Ingredients...
625g chickpea (gram) flour
1450ml water
zest 1 orange
10 pears, cored and sliced lengthways about 5mm thick
6g cinnamon
500ml whole milk
85g Essential Cuisine Crème Anglaise Powder
60g good cooking chocolate, chopped
Cocoa powder to garnish
Method...
- Whisk the gram flour with the water to make a smooth batter. Add the orange zest. Leave to stand at room temp for 10 minutes.
- For the roasted pears, brush baking parchment in a baking tray with coconut oil. Arrange the pears on top in a single layer. Brush the pears with more melted coconut oil. Sprinkle with the cinnamon. Bake at 180C for 30-40 minutes, turning halfway, until soft and starting to turn golden.
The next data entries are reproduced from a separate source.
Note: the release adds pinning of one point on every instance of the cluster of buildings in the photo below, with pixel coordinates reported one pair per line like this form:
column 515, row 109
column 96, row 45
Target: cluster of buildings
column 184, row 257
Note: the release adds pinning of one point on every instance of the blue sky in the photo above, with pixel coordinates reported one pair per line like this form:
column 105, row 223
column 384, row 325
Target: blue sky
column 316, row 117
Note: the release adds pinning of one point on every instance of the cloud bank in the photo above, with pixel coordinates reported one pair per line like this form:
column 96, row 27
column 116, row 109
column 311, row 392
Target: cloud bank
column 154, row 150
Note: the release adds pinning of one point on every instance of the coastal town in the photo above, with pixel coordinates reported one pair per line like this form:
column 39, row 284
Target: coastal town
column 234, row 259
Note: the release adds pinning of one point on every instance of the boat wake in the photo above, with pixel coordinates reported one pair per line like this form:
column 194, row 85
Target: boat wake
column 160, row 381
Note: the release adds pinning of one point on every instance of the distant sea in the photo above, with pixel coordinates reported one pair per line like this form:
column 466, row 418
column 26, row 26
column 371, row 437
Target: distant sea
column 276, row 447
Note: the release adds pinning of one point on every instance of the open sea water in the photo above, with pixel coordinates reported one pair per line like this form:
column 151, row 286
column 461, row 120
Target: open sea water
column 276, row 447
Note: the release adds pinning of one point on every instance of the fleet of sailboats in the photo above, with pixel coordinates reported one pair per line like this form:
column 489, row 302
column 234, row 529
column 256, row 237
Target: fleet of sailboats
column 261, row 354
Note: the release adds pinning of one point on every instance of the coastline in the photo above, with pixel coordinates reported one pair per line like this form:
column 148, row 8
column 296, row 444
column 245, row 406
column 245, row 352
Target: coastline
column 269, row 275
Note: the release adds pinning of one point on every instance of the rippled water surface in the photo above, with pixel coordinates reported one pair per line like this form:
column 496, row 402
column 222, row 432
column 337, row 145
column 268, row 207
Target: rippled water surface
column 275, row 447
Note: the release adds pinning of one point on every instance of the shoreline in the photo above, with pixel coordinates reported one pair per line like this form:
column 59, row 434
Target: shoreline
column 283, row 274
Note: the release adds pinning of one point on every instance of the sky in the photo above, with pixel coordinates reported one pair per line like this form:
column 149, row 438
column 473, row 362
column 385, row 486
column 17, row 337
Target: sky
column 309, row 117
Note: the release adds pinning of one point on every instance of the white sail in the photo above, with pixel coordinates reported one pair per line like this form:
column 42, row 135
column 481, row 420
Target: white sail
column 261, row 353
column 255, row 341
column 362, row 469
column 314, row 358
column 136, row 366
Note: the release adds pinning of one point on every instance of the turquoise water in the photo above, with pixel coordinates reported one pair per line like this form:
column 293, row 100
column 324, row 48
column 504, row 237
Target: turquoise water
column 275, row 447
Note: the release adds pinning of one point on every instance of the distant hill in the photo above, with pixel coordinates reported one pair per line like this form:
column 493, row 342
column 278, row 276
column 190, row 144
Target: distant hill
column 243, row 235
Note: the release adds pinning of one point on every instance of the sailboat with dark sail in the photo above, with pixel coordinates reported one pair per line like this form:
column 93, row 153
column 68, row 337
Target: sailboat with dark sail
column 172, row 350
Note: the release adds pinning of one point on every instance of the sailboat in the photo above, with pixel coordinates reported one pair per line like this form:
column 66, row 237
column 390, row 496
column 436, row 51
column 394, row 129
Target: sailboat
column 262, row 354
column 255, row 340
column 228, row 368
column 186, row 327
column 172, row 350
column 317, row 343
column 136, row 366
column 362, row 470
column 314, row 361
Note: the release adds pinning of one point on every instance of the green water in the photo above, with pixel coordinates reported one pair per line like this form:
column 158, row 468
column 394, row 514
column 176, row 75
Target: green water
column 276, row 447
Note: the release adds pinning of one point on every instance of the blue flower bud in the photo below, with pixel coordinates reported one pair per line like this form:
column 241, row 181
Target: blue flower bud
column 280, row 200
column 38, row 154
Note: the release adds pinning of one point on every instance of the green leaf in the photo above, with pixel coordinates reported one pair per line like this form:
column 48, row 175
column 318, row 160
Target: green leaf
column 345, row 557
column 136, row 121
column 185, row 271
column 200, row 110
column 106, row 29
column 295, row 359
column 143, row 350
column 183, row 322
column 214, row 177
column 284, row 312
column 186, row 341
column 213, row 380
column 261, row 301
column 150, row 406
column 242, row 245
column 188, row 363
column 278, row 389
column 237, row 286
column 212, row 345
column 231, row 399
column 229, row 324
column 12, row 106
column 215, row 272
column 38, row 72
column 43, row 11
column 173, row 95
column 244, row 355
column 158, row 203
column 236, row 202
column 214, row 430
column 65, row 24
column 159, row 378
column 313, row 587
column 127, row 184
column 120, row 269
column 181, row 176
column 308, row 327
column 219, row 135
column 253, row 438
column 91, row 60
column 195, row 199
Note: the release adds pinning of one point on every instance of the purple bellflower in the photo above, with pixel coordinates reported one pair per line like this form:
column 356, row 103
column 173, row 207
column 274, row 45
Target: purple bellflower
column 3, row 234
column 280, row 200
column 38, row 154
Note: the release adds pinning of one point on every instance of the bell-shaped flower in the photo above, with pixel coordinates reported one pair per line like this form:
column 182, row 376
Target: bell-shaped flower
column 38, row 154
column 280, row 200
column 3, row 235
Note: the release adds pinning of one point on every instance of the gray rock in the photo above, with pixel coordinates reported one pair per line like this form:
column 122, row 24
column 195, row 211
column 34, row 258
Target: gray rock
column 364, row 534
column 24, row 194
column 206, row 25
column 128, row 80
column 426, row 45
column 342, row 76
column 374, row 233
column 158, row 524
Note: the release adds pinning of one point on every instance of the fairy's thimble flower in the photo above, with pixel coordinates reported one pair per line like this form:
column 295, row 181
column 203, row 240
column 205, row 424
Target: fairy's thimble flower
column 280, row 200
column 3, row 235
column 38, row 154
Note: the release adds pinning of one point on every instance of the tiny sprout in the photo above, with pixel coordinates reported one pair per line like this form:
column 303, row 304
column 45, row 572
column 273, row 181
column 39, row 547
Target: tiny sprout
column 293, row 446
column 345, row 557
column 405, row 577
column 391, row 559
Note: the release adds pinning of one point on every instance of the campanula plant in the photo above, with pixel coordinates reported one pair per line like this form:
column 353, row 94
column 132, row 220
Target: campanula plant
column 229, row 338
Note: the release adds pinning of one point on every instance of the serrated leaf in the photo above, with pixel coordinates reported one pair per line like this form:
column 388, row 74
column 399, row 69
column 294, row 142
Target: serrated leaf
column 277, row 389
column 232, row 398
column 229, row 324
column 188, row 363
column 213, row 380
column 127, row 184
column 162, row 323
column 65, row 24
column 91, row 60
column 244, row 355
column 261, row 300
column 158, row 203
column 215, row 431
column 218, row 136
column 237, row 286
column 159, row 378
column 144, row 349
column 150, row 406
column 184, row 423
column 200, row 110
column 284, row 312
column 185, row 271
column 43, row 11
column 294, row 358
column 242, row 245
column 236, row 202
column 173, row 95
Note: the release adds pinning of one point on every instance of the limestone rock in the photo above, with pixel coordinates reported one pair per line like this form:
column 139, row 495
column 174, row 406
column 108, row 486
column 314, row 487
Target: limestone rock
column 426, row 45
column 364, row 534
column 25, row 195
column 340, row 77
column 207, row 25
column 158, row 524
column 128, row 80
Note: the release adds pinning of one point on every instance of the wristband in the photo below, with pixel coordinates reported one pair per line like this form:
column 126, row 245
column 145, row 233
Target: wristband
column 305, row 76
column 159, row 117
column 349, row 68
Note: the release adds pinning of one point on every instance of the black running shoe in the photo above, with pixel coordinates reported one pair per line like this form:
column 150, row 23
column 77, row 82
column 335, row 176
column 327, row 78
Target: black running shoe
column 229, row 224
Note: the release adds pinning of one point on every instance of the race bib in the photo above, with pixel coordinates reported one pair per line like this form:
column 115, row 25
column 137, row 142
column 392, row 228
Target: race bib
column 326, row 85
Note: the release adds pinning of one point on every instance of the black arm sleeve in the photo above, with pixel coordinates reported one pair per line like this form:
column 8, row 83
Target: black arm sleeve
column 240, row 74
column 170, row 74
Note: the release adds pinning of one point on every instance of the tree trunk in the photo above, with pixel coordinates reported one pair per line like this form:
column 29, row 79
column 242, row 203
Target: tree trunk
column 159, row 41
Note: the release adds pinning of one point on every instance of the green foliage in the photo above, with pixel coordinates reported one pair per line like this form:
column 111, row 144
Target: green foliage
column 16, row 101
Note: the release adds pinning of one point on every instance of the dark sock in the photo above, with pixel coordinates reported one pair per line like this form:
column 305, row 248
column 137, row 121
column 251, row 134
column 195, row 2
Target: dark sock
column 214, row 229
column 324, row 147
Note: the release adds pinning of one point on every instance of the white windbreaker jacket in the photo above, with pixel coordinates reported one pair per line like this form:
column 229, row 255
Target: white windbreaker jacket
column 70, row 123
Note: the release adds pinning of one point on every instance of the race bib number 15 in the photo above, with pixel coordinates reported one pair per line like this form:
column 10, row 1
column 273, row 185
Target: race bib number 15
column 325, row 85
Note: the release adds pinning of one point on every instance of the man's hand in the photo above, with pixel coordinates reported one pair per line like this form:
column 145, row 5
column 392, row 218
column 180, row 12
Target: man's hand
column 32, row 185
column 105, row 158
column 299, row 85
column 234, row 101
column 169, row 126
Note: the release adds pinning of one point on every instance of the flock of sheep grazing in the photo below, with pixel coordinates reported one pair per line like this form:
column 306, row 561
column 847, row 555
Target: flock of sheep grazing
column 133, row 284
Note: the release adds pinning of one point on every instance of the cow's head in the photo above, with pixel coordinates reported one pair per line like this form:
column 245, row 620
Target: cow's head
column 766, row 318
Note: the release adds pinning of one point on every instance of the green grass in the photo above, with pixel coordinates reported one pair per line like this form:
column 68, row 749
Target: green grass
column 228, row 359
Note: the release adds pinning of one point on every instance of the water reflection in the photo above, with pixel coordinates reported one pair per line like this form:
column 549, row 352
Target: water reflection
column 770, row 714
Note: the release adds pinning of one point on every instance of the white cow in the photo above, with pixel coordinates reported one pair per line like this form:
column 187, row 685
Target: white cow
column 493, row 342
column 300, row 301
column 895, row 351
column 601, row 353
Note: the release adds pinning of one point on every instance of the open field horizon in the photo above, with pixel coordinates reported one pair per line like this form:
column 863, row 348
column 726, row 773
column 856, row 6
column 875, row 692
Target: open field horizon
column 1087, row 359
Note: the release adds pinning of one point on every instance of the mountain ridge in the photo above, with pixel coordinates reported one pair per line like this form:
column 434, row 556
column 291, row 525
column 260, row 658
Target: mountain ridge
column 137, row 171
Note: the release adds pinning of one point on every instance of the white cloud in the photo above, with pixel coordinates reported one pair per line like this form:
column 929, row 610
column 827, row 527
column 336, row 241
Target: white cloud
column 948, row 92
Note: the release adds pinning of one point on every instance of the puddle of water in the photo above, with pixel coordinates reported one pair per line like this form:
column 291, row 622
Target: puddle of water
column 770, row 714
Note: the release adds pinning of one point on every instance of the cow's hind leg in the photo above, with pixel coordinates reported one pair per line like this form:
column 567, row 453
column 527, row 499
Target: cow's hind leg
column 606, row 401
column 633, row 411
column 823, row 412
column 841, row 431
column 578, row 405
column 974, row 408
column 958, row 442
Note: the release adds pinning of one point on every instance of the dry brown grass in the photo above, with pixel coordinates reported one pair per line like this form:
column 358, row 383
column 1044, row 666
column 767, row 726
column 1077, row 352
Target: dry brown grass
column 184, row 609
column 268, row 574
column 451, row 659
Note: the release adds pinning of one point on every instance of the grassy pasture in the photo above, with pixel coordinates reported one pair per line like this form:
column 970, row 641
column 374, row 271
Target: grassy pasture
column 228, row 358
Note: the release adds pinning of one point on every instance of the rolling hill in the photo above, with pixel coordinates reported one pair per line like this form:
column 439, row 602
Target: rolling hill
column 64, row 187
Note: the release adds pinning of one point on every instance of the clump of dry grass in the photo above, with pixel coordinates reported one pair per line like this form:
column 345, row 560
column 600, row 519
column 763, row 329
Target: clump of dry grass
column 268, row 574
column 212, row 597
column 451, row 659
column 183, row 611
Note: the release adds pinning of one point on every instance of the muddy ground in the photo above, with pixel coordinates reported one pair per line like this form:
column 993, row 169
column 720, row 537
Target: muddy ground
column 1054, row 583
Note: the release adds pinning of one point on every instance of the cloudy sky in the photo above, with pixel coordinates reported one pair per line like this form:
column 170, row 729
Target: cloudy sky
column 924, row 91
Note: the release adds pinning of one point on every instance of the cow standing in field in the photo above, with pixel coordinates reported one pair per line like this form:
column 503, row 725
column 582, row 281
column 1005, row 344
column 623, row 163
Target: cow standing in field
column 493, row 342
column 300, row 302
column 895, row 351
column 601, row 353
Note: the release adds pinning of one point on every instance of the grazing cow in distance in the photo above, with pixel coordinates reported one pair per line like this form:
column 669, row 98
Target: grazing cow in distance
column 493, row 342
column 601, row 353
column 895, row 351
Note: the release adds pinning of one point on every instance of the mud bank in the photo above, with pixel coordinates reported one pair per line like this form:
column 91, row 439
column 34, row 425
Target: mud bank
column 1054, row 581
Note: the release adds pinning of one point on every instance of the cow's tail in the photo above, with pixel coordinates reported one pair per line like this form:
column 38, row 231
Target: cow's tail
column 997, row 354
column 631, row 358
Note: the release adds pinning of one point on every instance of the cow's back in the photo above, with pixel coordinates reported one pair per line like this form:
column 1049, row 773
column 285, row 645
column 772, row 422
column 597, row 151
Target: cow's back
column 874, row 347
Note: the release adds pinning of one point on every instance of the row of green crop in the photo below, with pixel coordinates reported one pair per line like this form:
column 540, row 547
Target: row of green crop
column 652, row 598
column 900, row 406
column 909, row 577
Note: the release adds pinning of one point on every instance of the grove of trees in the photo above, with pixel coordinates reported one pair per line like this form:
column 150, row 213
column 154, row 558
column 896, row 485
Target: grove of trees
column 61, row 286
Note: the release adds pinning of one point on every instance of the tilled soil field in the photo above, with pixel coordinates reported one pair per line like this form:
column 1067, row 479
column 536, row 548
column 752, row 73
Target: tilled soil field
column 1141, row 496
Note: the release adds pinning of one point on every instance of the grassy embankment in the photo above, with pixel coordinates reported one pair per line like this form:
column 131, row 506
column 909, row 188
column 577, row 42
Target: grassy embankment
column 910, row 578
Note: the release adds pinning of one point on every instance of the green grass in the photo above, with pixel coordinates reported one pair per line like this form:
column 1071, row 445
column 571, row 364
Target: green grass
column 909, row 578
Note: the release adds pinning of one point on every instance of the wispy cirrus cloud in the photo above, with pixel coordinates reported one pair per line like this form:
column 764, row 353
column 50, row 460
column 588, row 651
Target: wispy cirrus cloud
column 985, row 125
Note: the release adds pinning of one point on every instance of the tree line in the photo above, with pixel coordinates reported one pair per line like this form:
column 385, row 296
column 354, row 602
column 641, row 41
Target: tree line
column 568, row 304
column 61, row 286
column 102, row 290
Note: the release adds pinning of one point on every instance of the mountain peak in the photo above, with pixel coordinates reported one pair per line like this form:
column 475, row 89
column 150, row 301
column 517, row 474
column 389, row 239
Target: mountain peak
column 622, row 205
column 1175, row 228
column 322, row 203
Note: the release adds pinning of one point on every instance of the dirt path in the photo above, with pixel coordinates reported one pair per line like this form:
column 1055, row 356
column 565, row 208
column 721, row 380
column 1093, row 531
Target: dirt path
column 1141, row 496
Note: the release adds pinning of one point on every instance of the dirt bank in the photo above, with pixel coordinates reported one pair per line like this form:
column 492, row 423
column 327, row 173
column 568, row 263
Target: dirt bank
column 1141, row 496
- Whisk the Essential Cuisine Crème Anglaise Mix with the whole milk. Bring to the boil and simmer for 2-3 minutes, stirring continuously. Pour over the chopped chocolate and whisk in until smooth. Pour into an espuma gun and double charge.
- Heat a large frying pan over a medium heat. Add a little oil. Ladle the batter on to the frying pan, swirling to cover the pan and make as thin as possible. Cook for 2-3 minutes then flip over and cook for a further 1 minute until golden brown. You should be able to make 20 pancakes.
- Place a 3-4 of slices of roast pear on one half of each of the pancakes. Squirt the hot chocolate mousse on top, then fold over. Dust with cocoa powder to serve.